Why Your In-Hand Salary Might Vary Month-to-Month In India, it is common for the take-home pay to dip in the last quarter (Jan-March). This happens if you haven't submitted your investment proofs (80C, 80D, Rent) to your HR on time. The company then assumes you have zero deductions and increases your monthly TDS to recover the shortfall. Using this calculator in April helps you plan your investments so your take-home remains stable throughout the year.

CTC vs In-Hand: The Bonus Trap Be careful of the 'Variable Pay' or 'Bonus' component. Many Indian companies include a 10-20% performance bonus in the 'Gross Salary' figure. However, this is paid only once a year. When calculating your monthly budget for EMIs and rent, only consider the Fixed Monthly Gross minus deductions. Our calculator helps you separate the 'On-Paper' CTC from the 'In-Pocket' cash.

Frequently Asked Questions

Why is my in-hand salary lower than CTC/12?

CTC includes employer-paid components (employer PF, gratuity, insurance premium) that never reach your bank account, plus statutory deductions (employee PF, professional tax, income tax) deducted from your salary. The gap is typically 25-40%.

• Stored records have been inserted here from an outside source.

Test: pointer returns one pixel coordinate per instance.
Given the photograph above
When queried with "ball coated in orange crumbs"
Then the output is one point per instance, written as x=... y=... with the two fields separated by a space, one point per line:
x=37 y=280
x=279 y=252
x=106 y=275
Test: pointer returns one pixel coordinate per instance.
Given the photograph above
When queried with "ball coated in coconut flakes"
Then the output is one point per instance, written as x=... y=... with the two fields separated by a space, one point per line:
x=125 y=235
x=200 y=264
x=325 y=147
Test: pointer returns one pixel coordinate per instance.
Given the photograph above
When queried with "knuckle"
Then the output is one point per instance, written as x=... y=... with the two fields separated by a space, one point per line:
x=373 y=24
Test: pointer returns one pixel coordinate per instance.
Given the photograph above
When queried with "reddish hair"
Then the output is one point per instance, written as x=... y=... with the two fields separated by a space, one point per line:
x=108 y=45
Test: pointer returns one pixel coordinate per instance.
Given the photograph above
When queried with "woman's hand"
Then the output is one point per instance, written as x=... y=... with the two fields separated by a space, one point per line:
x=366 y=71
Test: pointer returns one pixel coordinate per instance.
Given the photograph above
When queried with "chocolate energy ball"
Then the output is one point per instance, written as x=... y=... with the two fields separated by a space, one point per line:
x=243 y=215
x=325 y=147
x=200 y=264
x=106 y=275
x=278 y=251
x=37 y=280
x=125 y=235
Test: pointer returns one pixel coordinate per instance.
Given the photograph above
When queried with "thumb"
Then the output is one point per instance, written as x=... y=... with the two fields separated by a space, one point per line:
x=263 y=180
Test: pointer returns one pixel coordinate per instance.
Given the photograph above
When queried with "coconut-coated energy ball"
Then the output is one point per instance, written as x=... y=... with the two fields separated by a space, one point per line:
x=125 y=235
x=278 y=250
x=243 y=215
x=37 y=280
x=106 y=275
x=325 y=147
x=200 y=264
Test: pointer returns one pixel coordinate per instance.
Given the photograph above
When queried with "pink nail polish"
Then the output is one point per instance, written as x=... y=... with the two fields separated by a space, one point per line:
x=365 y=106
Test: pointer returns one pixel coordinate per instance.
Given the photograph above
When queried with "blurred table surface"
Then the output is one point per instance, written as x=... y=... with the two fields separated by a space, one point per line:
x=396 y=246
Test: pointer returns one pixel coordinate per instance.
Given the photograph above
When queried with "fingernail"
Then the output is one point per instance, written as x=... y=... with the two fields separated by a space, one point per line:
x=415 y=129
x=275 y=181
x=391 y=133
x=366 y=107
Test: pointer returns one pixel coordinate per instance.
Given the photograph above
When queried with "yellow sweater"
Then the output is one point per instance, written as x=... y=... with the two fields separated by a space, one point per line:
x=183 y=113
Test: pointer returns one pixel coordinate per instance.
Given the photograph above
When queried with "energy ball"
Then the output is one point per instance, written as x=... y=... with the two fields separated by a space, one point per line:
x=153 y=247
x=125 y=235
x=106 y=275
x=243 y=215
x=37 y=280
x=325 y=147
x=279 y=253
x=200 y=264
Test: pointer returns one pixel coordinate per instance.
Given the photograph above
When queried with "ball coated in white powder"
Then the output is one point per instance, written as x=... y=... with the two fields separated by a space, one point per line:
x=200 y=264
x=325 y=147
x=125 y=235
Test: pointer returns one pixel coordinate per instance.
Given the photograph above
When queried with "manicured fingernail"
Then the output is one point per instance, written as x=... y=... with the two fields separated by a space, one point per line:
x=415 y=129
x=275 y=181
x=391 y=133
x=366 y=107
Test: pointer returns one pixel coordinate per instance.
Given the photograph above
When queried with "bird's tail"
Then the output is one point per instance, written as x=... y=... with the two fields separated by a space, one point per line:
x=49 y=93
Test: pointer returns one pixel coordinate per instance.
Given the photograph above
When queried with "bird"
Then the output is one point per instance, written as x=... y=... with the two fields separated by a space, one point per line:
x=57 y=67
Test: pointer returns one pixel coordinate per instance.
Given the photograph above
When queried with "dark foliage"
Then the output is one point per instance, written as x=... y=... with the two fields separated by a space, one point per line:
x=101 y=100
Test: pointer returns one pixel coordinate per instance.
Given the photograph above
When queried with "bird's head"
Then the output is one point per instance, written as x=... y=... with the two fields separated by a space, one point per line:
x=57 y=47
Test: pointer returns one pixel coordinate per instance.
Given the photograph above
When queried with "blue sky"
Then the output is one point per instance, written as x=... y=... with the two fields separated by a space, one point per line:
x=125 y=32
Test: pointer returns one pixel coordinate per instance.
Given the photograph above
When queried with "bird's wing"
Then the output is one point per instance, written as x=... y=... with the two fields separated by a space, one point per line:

Is gratuity always part of CTC?

Most companies include gratuity (4.81% of basic) as a CTC line item, but you only receive it after 5 years of continuous service. It accrues but is not paid out monthly.

Can I opt out of EPF?

If your starting basic + DA exceeds ₹15,000 and you have never been an EPF member before, you can opt out at the time of joining. Existing members cannot opt out.

How is professional tax calculated?

Professional tax is a state-level tax. Maharashtra: ₹200/month for income above ₹10,000/month. Karnataka: ₹200/month above ₹15,000/month. Some states like UP, Punjab and Haryana have no professional tax.

What is the difference between gross salary and in-hand salary?

Gross salary is your CTC minus employer-paid components (employer PF, gratuity, insurance). In-hand salary is gross minus statutory deductions (employee PF, PT, TDS). The take-home is what hits your bank account.